Tomorrow morning NASA will launch the first of three fluid-flow experiments designed by Mark Weislogel, an associate professor of Mechanical Engineering at Portland State University, to the International Space Station.

Weislogel's group of experiments, known collectively as the Capillary Flow Experiment, is one of only three projects selected by NASA as the result of a nationwide "fast to flight" effort to create alternative small-scale, hand-held experiments in the wake of the space shuttle Columbia tragedy in February 2003. The temporary grounding of the shuttle fleet halted NASA's plan for sending large research experiments to the space station. Now, smaller Russian Progress rockets are supplying the space station, warranting the need for experiments that can be transported in limited cargo space.

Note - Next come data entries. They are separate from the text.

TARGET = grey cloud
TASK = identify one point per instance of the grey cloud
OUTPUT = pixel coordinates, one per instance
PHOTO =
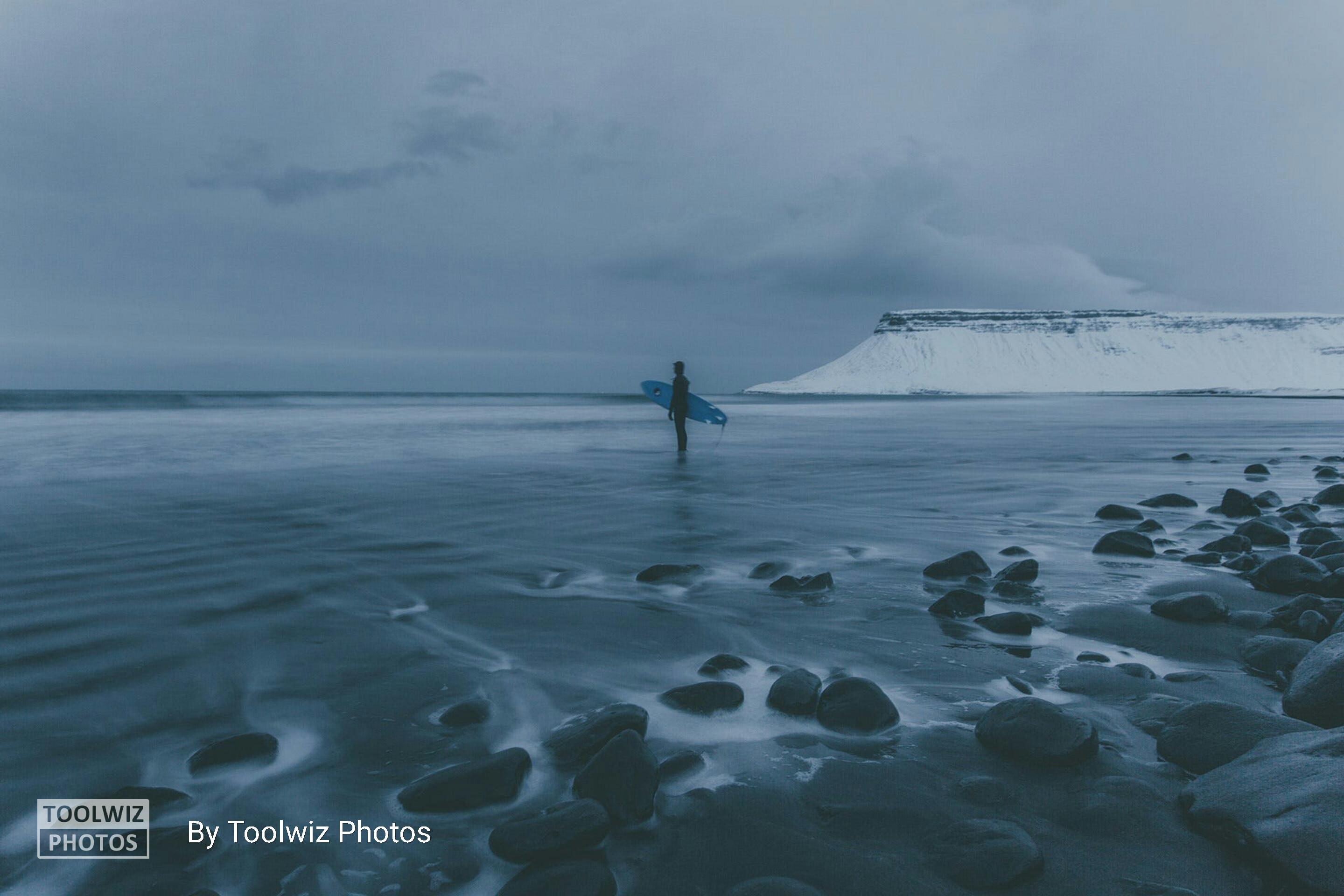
(456, 83)
(245, 164)
(448, 132)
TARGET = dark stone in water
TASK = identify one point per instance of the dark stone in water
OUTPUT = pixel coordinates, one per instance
(1331, 495)
(1169, 500)
(795, 693)
(680, 763)
(1281, 802)
(1288, 574)
(721, 663)
(705, 698)
(958, 566)
(1126, 543)
(1229, 545)
(1119, 512)
(1300, 514)
(565, 878)
(1210, 734)
(1316, 691)
(1135, 669)
(675, 573)
(773, 887)
(468, 713)
(798, 585)
(1023, 571)
(1273, 655)
(1191, 608)
(1317, 535)
(1016, 593)
(558, 831)
(768, 570)
(1312, 625)
(1242, 562)
(1237, 504)
(1264, 535)
(959, 602)
(857, 707)
(256, 747)
(1038, 733)
(623, 777)
(471, 785)
(1011, 623)
(577, 741)
(159, 797)
(981, 854)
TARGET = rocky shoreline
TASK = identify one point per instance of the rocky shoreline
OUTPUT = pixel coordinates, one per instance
(1139, 781)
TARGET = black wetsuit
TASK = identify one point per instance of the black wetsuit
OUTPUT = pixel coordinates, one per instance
(678, 407)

Weislogel's experiment is currently scheduled for launch at 3:58 a.m. (PST) aboard a Russian Progress Module (flight 13P).

Weislogel's experiments will analyze the flow of fluids in weightless or near-weightless environments-research that may help develop improved fluid-management systems for fuels, cooling systems, wastewater recycling and other vital elements of spacecraft. The experiment headed into space tomorrow addresses key concerns relevant to cryogenic and liquid propellant storage tanks. Specifically, the investigation focuses of an important mathematical condition used to model such systems and the extent to which it can be extrapolated.

Since 1986 Prof. Weislogel has conducted fundamental and applied thermal/fluids research, systems analyses, and engineering research and development. He has 10 years aerospace experience working with NASA, specializing in microgravity capillary flows and phenomena and leading to numerous drop tower tests, low-g aircraft campaigns, and five space flight experiments aboard the Space Shuttle and Russian Mir Space Station. Current research interests include macroscale and microscale capillary-driven flows in complex geometries, passive cooling systems, microscale thermal devices, and microgravity fluid mechanics. Weislogel has over 40 publications including two patents.

In early February Weislogel will travel to NASA's Johnson Space Center to train the next crew on the second installment of the experiment to be sent to space later in 2004.